I watch him leave the kitchen, heart limping along until it falls with a heavy lurch at my feet.
A part of me wants to rush after him, assure him that nothing’s happening here, that nothing will happen here, but he’s off and moving before I can get a word in edgewise.
He doesn’t even look back at me, taking my breath with him as he goes.
“I’ll see you out,” Tripp says, jumping into motion and walking his dad toward the front door of his own house.
I hear them exchange gruff goodbyes along with the back slaps that come with those manly, one-armed hugs. It makes me wonder if that’s the first hug they’ve ever really exchanged.
Before I hear the front door even click closed behind Bash, Tripp calls back to the kitchen, “So what do you say, Gwen? How about that lunch?”

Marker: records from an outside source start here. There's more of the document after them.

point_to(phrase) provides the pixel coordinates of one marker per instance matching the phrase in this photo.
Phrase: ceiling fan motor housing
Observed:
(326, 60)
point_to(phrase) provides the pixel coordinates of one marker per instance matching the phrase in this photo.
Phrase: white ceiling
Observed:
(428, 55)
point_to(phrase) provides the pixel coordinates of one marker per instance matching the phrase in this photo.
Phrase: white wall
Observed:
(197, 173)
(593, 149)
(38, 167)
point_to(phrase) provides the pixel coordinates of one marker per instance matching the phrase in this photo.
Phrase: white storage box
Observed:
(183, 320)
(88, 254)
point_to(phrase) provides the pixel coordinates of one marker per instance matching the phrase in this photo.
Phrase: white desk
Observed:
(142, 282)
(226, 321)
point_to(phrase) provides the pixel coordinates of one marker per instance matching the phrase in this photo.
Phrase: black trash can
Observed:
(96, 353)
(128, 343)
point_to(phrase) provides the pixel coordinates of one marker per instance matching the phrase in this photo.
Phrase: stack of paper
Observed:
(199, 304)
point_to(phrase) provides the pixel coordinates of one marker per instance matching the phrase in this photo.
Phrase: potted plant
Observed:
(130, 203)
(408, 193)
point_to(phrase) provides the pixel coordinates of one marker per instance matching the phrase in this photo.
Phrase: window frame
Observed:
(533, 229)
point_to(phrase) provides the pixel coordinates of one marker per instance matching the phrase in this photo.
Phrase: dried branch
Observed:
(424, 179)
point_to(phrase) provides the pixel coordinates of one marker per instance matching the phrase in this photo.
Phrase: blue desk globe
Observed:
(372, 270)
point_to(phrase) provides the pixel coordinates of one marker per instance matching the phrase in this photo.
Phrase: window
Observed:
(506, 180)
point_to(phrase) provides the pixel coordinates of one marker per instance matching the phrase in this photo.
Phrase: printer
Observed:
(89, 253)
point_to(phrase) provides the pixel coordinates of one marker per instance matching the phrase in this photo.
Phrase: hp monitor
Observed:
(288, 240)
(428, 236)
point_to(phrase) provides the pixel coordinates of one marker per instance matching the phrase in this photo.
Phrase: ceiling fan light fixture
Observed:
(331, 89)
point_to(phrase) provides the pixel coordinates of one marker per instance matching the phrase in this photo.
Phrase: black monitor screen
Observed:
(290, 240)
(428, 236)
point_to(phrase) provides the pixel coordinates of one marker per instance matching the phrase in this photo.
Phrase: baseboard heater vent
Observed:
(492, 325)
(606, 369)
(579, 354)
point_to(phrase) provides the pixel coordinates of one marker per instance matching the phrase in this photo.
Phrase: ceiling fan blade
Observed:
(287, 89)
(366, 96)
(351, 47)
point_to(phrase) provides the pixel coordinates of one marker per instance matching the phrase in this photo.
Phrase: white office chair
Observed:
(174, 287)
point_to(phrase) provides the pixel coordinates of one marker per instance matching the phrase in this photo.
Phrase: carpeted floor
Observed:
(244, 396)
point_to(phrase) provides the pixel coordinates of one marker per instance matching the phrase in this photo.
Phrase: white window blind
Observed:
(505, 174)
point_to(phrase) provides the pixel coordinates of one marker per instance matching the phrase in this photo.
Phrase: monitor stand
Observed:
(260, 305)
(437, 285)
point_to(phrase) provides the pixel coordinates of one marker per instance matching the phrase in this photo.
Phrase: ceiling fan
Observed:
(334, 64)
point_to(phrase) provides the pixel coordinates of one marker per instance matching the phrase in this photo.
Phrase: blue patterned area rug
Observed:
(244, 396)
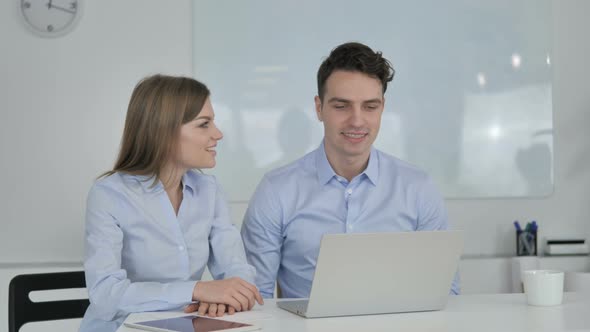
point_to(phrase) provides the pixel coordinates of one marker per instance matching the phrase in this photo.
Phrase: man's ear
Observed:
(318, 107)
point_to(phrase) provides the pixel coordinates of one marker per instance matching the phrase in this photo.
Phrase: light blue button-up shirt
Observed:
(295, 205)
(141, 256)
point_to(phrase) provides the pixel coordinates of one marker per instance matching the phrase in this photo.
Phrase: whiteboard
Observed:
(471, 102)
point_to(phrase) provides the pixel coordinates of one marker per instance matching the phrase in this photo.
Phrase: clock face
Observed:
(50, 18)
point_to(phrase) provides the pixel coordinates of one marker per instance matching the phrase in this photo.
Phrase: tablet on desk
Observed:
(192, 324)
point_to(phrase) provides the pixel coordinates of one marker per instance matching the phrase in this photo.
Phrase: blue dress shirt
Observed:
(295, 205)
(141, 256)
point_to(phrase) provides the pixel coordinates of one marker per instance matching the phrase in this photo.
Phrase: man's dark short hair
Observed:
(355, 57)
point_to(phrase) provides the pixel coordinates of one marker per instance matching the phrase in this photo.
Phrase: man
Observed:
(344, 186)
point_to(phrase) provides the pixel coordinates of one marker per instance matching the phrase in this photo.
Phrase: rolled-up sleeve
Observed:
(227, 258)
(261, 232)
(109, 289)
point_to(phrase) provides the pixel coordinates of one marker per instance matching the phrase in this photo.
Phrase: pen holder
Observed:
(526, 243)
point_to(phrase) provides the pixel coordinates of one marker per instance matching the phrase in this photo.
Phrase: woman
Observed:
(153, 223)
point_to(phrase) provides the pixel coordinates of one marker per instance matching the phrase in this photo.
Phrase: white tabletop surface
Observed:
(497, 312)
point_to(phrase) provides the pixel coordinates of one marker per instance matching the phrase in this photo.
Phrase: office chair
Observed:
(22, 310)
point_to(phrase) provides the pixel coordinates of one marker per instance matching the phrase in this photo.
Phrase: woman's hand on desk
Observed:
(233, 292)
(211, 309)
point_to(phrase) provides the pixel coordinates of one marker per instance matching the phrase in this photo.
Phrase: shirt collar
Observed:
(147, 183)
(326, 172)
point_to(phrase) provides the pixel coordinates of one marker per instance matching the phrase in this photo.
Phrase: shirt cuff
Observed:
(181, 292)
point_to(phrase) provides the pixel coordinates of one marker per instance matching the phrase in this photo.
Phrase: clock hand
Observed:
(62, 8)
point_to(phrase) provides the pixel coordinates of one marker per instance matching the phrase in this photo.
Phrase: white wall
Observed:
(76, 88)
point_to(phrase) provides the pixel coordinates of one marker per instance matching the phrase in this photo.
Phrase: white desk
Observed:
(473, 313)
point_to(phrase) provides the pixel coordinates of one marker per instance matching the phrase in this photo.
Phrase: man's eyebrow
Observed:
(375, 100)
(338, 100)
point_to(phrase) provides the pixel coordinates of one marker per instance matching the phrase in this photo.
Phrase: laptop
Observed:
(378, 273)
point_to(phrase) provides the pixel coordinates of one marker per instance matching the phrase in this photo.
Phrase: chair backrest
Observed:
(22, 310)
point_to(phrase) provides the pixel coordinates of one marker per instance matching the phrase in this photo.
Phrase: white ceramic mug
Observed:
(543, 287)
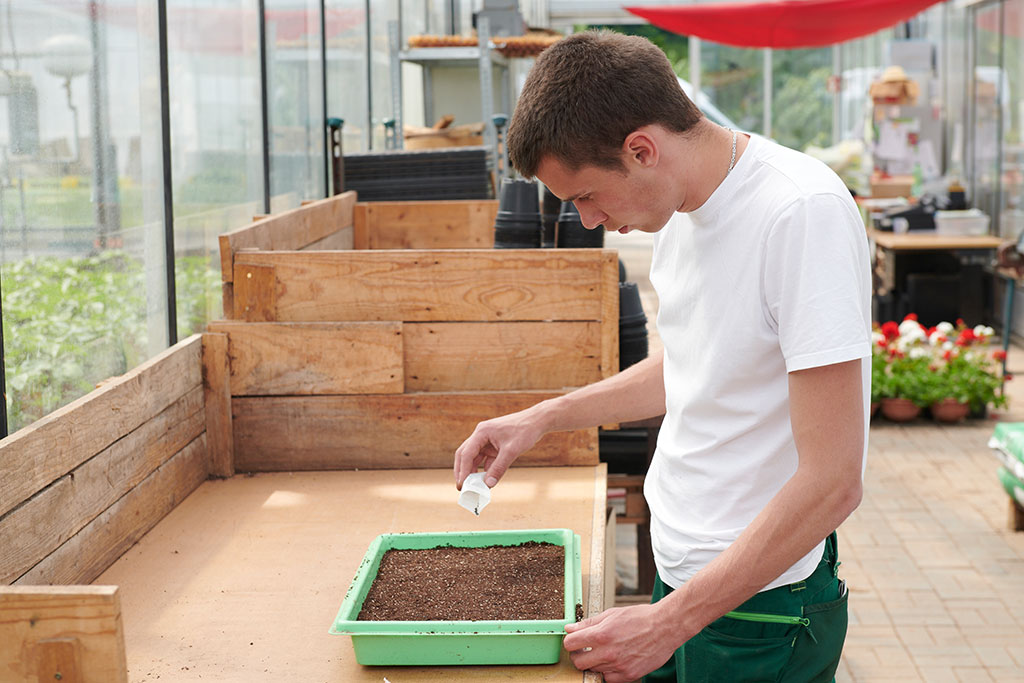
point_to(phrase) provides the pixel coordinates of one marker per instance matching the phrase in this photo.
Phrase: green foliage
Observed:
(880, 381)
(913, 379)
(973, 381)
(70, 323)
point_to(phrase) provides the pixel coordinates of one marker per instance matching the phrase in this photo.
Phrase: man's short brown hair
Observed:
(587, 93)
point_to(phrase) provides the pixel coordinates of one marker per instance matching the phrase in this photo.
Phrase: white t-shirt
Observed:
(769, 276)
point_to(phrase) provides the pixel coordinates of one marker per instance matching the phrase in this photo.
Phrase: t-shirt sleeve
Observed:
(817, 283)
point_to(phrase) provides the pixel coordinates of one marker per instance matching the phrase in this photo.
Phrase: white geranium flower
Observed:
(907, 328)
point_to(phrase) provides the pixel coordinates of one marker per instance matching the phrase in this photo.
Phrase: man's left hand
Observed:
(624, 643)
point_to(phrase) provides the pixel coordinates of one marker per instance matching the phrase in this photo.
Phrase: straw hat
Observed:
(893, 75)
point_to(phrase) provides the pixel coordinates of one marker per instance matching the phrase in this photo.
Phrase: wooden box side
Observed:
(69, 633)
(66, 476)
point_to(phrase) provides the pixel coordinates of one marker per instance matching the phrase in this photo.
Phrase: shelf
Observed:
(449, 56)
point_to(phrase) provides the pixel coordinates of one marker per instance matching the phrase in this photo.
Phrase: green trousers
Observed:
(791, 634)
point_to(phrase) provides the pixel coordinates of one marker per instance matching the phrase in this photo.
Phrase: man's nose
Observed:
(591, 218)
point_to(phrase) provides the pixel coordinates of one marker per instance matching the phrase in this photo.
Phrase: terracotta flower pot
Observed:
(949, 410)
(899, 410)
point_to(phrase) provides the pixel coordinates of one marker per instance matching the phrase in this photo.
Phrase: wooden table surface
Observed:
(243, 580)
(926, 240)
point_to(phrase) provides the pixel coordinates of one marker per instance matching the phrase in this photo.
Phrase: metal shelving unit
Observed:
(483, 59)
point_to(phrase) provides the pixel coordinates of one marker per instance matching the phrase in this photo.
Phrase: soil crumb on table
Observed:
(505, 583)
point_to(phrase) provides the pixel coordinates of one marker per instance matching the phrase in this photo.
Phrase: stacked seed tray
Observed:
(428, 174)
(1008, 444)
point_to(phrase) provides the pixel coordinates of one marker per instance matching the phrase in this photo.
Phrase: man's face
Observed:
(619, 201)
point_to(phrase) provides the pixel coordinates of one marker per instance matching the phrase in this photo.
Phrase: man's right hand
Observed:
(496, 443)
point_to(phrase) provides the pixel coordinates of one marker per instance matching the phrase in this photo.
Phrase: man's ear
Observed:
(640, 147)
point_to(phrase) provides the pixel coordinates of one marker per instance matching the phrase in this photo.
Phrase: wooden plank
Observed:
(499, 356)
(327, 216)
(343, 239)
(437, 224)
(427, 286)
(255, 293)
(422, 430)
(1015, 517)
(101, 542)
(227, 298)
(288, 230)
(609, 312)
(32, 530)
(923, 241)
(302, 358)
(217, 399)
(66, 633)
(45, 451)
(360, 229)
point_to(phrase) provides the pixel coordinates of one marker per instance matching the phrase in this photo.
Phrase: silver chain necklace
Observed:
(732, 162)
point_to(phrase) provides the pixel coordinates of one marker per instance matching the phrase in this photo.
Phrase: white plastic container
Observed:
(971, 221)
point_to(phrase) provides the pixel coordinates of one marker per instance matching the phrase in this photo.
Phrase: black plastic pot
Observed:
(571, 235)
(517, 224)
(550, 206)
(632, 326)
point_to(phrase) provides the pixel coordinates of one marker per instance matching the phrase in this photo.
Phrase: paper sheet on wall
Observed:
(893, 140)
(928, 161)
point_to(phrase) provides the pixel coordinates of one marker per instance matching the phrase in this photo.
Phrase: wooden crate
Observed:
(342, 223)
(243, 578)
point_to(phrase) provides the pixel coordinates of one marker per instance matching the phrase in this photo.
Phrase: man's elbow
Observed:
(849, 496)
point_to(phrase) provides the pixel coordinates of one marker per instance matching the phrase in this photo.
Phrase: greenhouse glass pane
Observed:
(81, 199)
(1012, 211)
(731, 77)
(381, 12)
(990, 98)
(216, 142)
(802, 105)
(347, 84)
(295, 91)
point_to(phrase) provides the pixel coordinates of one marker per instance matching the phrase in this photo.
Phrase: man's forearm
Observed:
(635, 393)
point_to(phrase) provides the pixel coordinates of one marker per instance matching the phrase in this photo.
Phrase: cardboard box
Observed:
(893, 185)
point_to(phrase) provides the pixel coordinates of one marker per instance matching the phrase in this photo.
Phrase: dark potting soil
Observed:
(505, 583)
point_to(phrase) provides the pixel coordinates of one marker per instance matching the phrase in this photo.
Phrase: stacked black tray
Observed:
(458, 173)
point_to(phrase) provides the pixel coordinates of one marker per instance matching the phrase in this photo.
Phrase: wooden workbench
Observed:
(928, 241)
(243, 580)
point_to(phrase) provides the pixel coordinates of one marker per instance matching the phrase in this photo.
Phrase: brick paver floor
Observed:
(936, 577)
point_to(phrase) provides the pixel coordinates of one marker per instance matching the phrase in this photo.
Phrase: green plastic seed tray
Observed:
(439, 643)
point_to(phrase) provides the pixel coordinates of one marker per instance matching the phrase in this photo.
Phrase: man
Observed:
(764, 313)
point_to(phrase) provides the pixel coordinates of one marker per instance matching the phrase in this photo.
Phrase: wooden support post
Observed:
(217, 392)
(73, 634)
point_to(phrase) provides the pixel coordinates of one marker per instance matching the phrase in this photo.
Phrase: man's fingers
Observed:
(467, 457)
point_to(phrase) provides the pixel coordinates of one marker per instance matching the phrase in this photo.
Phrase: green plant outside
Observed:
(70, 323)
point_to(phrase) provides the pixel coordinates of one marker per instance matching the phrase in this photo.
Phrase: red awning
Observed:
(782, 24)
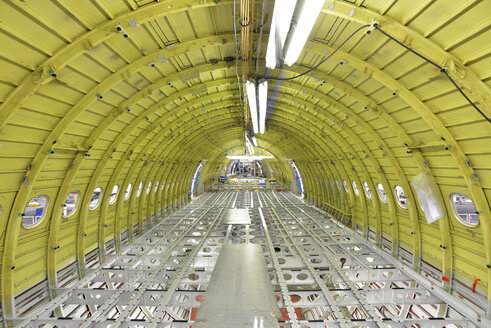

God, I wish he’d knock that off.
I hurry toward the front foyer, not wanting Bash to leave with the impression that I’d go out with Tripp again after everything that’s happened between us. As I round the corner, I say, “You know, I actually…” But the door slams.
Hard.
Hard enough that Tripp turns and furrows his brows toward where Bash just stood, as though he can’t figure out what that was all about.
All I can think is that Bash has left. We never got a chance to talk. I don’t even know how long he’ll be gone for. Suddenly, him leaving to fly a plane into a fire feels monumentally dangerous.
Suddenly, I miss him.
Suddenly, I regret accepting that job offer.
And even though he’s not here to hear it, I look Tripp in the eye and tell him bluntly, “I think it’s better if we don’t.”